3

Suppose that I am trying to build a random forest by subsampling the data and choosing a single feature per tree randomly. For example, suppose there is some dataset,

$D = \{(x_{1},y_{1}), ......(x_{N},y_{N})\}$ where we have that $x_{i} \in \mathbb{R}^{D}$ and $y_{i} \in \mathbb{R}$ for $ i= 1,....n.$. We are trying to construct the tree as follows:

  1. First we randomly sample one feature index $j \in \{1,....D\}$
  2. Then we draw some sample of the data $\tilde D_{k}$ of size $M \le N$ with replacement. These datapoints will then have indices $k = k_{1},....,k_{M}$
  3. Keep only the $j^{th}$ feature of the M samples: $\tilde D^{j}_{k} = {(\tilde x^{(j)}_{(k_{1})},y_{(k_{1})}),......(\tilde x^{(j)}_{(k_{M})},y_{(k_{M})})}$
  4. Then we build a decision tree on $\tilde D_{k}^{(j)}$.
  5. Then average R of these random trees to create a random forest

We were asked for which class of conditional distributions $Y|X=x$ are very random forests unbiased? I am wondering what is meant by the "class" of conditional distribution?
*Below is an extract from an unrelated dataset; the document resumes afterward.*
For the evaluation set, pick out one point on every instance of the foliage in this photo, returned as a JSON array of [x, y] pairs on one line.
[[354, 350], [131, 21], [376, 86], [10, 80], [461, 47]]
Could someone shed some light on this please?

Also, how does the bias and variance of this RF vary with a traditional RF? I assume that I will need to look at the generalization bounds? I am not sure. Could someone please shed some light on this?

user1234
  • 131
  • 1
  • This is a special case of the [Random Subspace Method for Ensemble Decision Trees](https://en.wikipedia.org/wiki/Random_subspace_method#Algorithm) – Nikos M. Mar 28 '21 at 13:18
  • Unbiased in the sense than $E[RandomForest(X)] = Y$? in other words the expected classification is the same as the actual classification? Or unbiased in the sense that the sample space is sampled uniformly? – Nikos M. Mar 28 '21 at 13:21
  • @NikosM. Unbiasedness in terms of bias-variance – user1234 Mar 28 '21 at 15:32
  • A partial answer (unless more ibackground is added in question as what is supposed to be used), is that in order for the average random forest to be unbiased and since each tree in the forest reflects only one feature, then features should be independent, so at least the trees of each feature have indepndent errors which on average sum up to zero thus unbiased – Nikos M. Mar 28 '21 at 17:12
  • @NikosM. What additional background might we need ? – user1234 Mar 28 '21 at 18:22
  • For example what are we supposed to rely on or use in this question. My guess is that this question is part of a class on classification trees, so some background in order to tackle this should be given – Nikos M. Mar 28 '21 at 18:28
  • @NikosM. Yes it is. It is based on random forests. We are supposed to use generalization bounds. – user1234 Mar 28 '21 at 18:30

0 Answers0